What happens as a result is that the real problems in a client’s life that need attention get neglected and, with that, a client’s entire life outside of therapy gets neglected, as their energy flows away from life towards a “relationship” with their therapist. Paired together with transference and gaslighting, a “relationship” with one’s therapist turns into an obsession that eats up one’s life force and leaves nothing for living, let alone solving any serious personal problems. I don’t know what could be less therapeutic and more harmful than this.
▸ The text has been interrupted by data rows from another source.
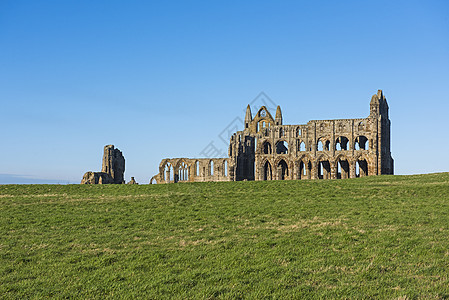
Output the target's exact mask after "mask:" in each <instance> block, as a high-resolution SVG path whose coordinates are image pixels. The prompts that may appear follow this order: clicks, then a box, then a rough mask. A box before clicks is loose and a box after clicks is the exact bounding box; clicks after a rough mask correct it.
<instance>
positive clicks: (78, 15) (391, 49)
mask: <svg viewBox="0 0 449 300" xmlns="http://www.w3.org/2000/svg"><path fill="white" fill-rule="evenodd" d="M0 54H1V55H0V103H1V109H0V125H1V132H2V134H1V143H0V183H29V182H36V183H37V182H43V183H46V182H56V183H57V182H59V183H67V182H71V183H79V182H80V180H81V178H82V175H83V174H84V172H86V171H89V170H92V171H99V170H100V169H101V157H102V152H103V146H104V145H107V144H114V145H116V147H118V148H119V149H120V150H122V151H123V153H124V156H125V159H126V172H125V177H126V180H129V178H130V176H135V178H136V180H137V181H138V182H140V183H148V181H149V179H150V178H151V177H152V176H153V175H155V174H156V173H157V172H158V165H159V162H160V161H161V159H163V158H165V157H198V156H199V153H200V152H201V151H202V150H203V149H204V147H205V146H207V145H208V144H209V143H210V142H214V145H216V146H217V147H219V148H220V149H222V150H223V151H225V149H226V145H225V144H224V143H222V142H221V141H220V139H219V138H218V135H219V134H220V133H221V132H222V130H223V129H225V128H226V126H227V125H228V124H229V123H230V122H232V120H234V119H235V118H236V117H241V118H243V117H244V109H245V107H246V105H247V104H248V103H250V102H251V101H252V100H253V99H254V98H255V97H256V96H257V95H258V94H259V93H260V92H262V91H263V92H265V93H266V94H267V95H268V96H269V97H270V98H271V99H272V100H273V102H275V103H276V104H279V105H281V107H282V111H283V116H284V123H285V124H304V123H306V122H307V121H309V120H312V119H336V118H359V117H366V116H367V115H368V114H369V101H370V99H371V96H372V95H373V94H374V93H376V92H377V89H383V90H384V94H385V95H386V97H387V100H388V103H389V106H390V119H391V122H392V155H393V158H394V159H395V171H396V173H397V174H416V173H429V172H441V171H449V159H448V158H447V154H448V149H449V133H448V132H449V123H448V119H449V2H448V1H432V0H429V1H424V0H423V1H391V0H389V1H111V0H108V1H80V0H76V1H75V0H74V1H59V0H54V1H48V0H40V1H34V0H30V1H21V0H2V1H0ZM273 113H274V112H273Z"/></svg>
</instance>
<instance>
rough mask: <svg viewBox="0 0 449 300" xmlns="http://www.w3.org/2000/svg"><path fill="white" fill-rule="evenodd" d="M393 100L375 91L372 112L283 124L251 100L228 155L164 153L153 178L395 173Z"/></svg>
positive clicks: (187, 181) (264, 179) (319, 178)
mask: <svg viewBox="0 0 449 300" xmlns="http://www.w3.org/2000/svg"><path fill="white" fill-rule="evenodd" d="M393 165H394V161H393V158H392V157H391V152H390V120H389V118H388V104H387V102H386V98H385V96H384V95H383V93H382V91H381V90H379V91H378V93H377V94H375V95H373V97H372V98H371V102H370V115H369V116H368V117H367V118H359V119H338V120H312V121H309V122H308V123H307V124H303V125H283V124H282V113H281V109H280V107H279V106H278V108H277V111H276V116H275V118H273V117H272V115H271V113H270V112H269V111H268V110H267V109H266V107H261V108H260V109H259V111H258V112H257V113H256V114H255V115H254V118H253V116H252V114H251V110H250V107H249V106H248V108H247V112H246V116H245V128H244V130H242V131H238V132H236V133H235V134H234V135H233V136H232V137H231V139H230V146H229V158H214V159H206V158H199V159H188V158H173V159H164V160H162V162H161V163H160V165H159V173H158V174H157V175H155V176H154V177H153V178H152V179H151V181H150V183H173V182H202V181H239V180H298V179H340V178H355V177H363V176H371V175H381V174H393V173H394V169H393Z"/></svg>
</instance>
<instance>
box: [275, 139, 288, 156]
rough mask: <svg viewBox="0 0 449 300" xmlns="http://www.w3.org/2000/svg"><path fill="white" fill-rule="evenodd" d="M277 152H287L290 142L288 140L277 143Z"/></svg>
mask: <svg viewBox="0 0 449 300" xmlns="http://www.w3.org/2000/svg"><path fill="white" fill-rule="evenodd" d="M276 153H277V154H287V153H288V144H287V142H286V141H279V142H277V143H276Z"/></svg>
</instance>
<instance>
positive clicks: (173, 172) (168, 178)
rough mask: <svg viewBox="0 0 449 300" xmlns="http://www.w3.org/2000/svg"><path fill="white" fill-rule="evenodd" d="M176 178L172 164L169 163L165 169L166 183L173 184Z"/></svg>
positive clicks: (168, 162)
mask: <svg viewBox="0 0 449 300" xmlns="http://www.w3.org/2000/svg"><path fill="white" fill-rule="evenodd" d="M174 178H175V172H174V169H173V166H172V165H171V163H169V162H167V163H166V164H165V167H164V181H166V182H169V181H171V182H173V181H174Z"/></svg>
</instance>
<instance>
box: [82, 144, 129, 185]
mask: <svg viewBox="0 0 449 300" xmlns="http://www.w3.org/2000/svg"><path fill="white" fill-rule="evenodd" d="M124 173H125V157H124V156H123V153H122V151H120V150H119V149H117V148H115V147H114V145H106V146H104V151H103V161H102V168H101V172H92V171H89V172H86V173H85V174H84V176H83V179H82V180H81V184H123V183H125V179H124Z"/></svg>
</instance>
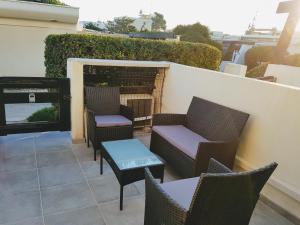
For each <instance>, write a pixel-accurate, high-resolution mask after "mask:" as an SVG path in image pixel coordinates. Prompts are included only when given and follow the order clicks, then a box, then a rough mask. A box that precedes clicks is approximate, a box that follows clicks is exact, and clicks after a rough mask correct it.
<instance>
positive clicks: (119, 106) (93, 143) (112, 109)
mask: <svg viewBox="0 0 300 225" xmlns="http://www.w3.org/2000/svg"><path fill="white" fill-rule="evenodd" d="M85 98H86V110H87V145H88V146H89V141H91V142H92V145H93V148H94V160H95V161H96V151H97V150H99V149H100V148H101V142H102V141H111V140H120V139H130V138H132V137H133V111H132V110H131V109H130V108H129V107H127V106H124V105H120V89H119V88H118V87H85Z"/></svg>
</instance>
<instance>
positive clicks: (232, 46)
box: [223, 44, 241, 61]
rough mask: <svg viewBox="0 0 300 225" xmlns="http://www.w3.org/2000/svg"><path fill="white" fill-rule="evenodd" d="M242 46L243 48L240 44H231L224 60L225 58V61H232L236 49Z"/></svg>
mask: <svg viewBox="0 0 300 225" xmlns="http://www.w3.org/2000/svg"><path fill="white" fill-rule="evenodd" d="M240 48H241V45H240V44H231V45H230V46H229V47H228V49H227V51H226V53H225V54H224V55H223V60H225V61H231V60H232V56H233V53H234V51H239V50H240Z"/></svg>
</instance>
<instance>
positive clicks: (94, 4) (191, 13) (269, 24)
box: [63, 0, 300, 35]
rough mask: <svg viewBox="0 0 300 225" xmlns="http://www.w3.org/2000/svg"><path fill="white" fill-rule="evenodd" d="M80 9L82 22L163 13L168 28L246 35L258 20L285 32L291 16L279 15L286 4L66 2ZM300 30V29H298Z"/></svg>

Not only it erases whatever positive effect therapy may have had in the beginning, but it also aggravates the traumatic symptoms a client might have wanted to alleviate through therapy initially.

Some people might say that what I am describing has not been their experience at all and that their relationships with their therapists were indeed the major healing factor in their therapy.

I am not here to challenge anyone’s experience. What you have experienced is certainly true for you. I would, however, suggest that you and I may define a “relationship” differently.

I think, when people talk about how the “relationships” with their therapists helped them in their healing process, what they actually describe is the therapists’ personal qualities that had a healing effect on them such as the ability to feel and express empathy and compassion, to show respect and kindness, to exercise good judgment and to demonstrate personal and professional honesty and integrity throughout their work. A therapist’s human qualities are indicators of their character, which determines how they conduct themselves with a client, and I would certainly agree that a therapist’s conduct is a major contributing factor in therapy’s outcome. But I wouldn’t confuse it with the idea of “relationship” because that idea has a distinctly different meaning. It emphasizes the mutual emotional dynamic between two people, not the specific qualities of the one person who provides service.

Confusing a therapist’s character and the way they conduct themselves with clients with the client-therapist “relationship”, I believe, is the reason why some psychotherapy research erroneously suggests that the “therapeutic relationship” is the most healing factor in therapy. What the research participants (former or current therapy clients) perceived as “relationships” with their therapists was, I think, the way therapists treated them, which, undoubtedly, affected their therapies outcomes. The way people treat us in all situations can produce either healing or harmful effect. So, naturally, when a therapist treats you with respect, kindness, honesty, objectivity etc, this will have a therapeutic effect on you. That, however, has nothing to do with the idea that your “relationship” with a therapist should become the centerpiece of your therapy.

The last point I want to make is that the word “relationship” is a bit too heavy, too big, awkward and, frankly, pretentious when applied to interactions and communications with any service provider, even when the service is designed to address the problems of a personal nature, unless you use it with an adjective “professional” that makes it clear what this relationship is and what it is not.

Since therapy is a complex process, anything that has to do with it is complex. I can go on and on exploring the subject of a “therapeutic relationship” further and connecting it to other therapy related concepts and ideas. I don’t want to do this because this has nothing to do with the most important thing, which is asking yourself if focusing on a “relationship” with your therapist at the expense of other areas of your life works for you or not. If it does, forget this article and enjoy your therapy. If it doesn’t, don’t allow your therapist or anyone else to convince you that it does.